そのレース後、前述通り、競技場で人目を憚らずに泣いていた山崎に会釈をしたが、顔を背けられていた。
森岡は山崎のその行為を「納得できた」という。自分がいるべき場所に居られなかった悔しさ。それがああいったかたちで表に出るのも、アスリートとしては当然のことだ、と。
そして、むしろその涙に、復帰した時の山崎に対する“怖さ”が増大したともいう。
「できれば日本選手権では山崎さんと一緒にレースをして、自分がどこまで近づけているかを確認しながらやりたかったんです。テグでも、それができなかった。だから、レースにいない山崎さんとの差をどこまで縮められるかを目標にしてました。そして『山崎さんが戻って来たらどういうレースをしようか』というのは常に考えていました。世界で6番になっても、本当の国内王者は別にいたような状態だから、今でも、やっと挑戦権がもらえたという感じなんです」
森岡は、ロンドン五輪を集大成とは考えていない。
2人の2年ぶりの対決になるのが、4月15日の日本選手権50km競歩だ(※試合結果は記事末にて)。

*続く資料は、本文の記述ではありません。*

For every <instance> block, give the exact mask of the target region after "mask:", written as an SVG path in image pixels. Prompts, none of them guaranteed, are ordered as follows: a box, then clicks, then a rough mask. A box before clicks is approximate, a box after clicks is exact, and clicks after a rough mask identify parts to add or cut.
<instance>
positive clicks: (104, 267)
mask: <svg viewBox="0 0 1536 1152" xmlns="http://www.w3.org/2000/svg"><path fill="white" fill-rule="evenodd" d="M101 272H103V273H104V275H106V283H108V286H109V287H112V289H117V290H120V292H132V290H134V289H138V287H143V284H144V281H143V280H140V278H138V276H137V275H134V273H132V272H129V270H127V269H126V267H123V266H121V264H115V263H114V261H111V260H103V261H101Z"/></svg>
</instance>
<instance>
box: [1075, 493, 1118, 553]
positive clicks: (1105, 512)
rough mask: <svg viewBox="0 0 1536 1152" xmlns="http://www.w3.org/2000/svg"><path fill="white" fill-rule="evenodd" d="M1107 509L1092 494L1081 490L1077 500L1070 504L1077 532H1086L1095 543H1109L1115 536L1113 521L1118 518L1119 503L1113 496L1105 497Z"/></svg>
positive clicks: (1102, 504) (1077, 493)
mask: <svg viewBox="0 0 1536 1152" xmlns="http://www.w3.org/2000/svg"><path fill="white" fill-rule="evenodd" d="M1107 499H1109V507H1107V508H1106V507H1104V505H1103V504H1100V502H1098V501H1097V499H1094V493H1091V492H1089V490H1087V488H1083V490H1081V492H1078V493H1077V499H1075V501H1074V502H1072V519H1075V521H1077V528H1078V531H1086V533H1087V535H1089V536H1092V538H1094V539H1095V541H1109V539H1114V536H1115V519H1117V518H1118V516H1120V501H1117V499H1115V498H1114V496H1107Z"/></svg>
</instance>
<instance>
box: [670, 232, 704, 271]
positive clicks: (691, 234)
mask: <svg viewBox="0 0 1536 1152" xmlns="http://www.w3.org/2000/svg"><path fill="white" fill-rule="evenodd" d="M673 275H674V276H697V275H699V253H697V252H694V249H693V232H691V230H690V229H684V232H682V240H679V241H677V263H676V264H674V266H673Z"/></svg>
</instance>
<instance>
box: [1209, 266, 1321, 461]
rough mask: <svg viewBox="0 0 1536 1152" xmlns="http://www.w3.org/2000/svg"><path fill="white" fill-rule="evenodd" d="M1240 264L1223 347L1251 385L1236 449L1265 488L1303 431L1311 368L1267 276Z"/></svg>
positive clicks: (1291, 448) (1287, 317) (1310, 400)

このレースにロンドン切符がかかる山崎は、2月の日本選手権20kmでスピードに対する自信を失ったとはいうが、50kmでは自分が第一人者だ、という自負がある。
「50kmでは違うぞというところを見せたい。3時間40分を出す方法を知っているのは自分だけという思いもあるし、そういう練習に耐えられる強靱な体が僕の武器ですから。北京五輪では20km過ぎからすごい下痢になって力を発揮できなかったけど、あの時、最低でも4位にはなれたと思う。それだけの力があることをロンドンで証明したいんです」
五輪内定者として出場する森岡は冷静にレースを捉えている。内定後は3時間40分を目標にして練習の負荷をあげてきたが、日本記録を狙った2月の20kmでは力み過ぎて失敗。その後の練習でも少し体調を崩していることもあり、「まだ山崎さんと並んでレースをしたことがないので、張り合いたい」という気持ちを抑えなければと考えている。
「本当の勝負はロンドンにとっておきますよ。僕は歩型が崩れず、失格にならないのと、ラスト2kmのスピードには自信がある。30秒差なら追いつく自信がありますから」
森岡はダブル入賞も期待できるロンドン五輪を、集大成とは考えていない。そこまでに山崎に追いつき、その後は真のライバルとして競り合いながらレベルをあげ、4年後のリオで結果を出したいのだという。それは度重なるケガに泣かされた山崎も同じだろう。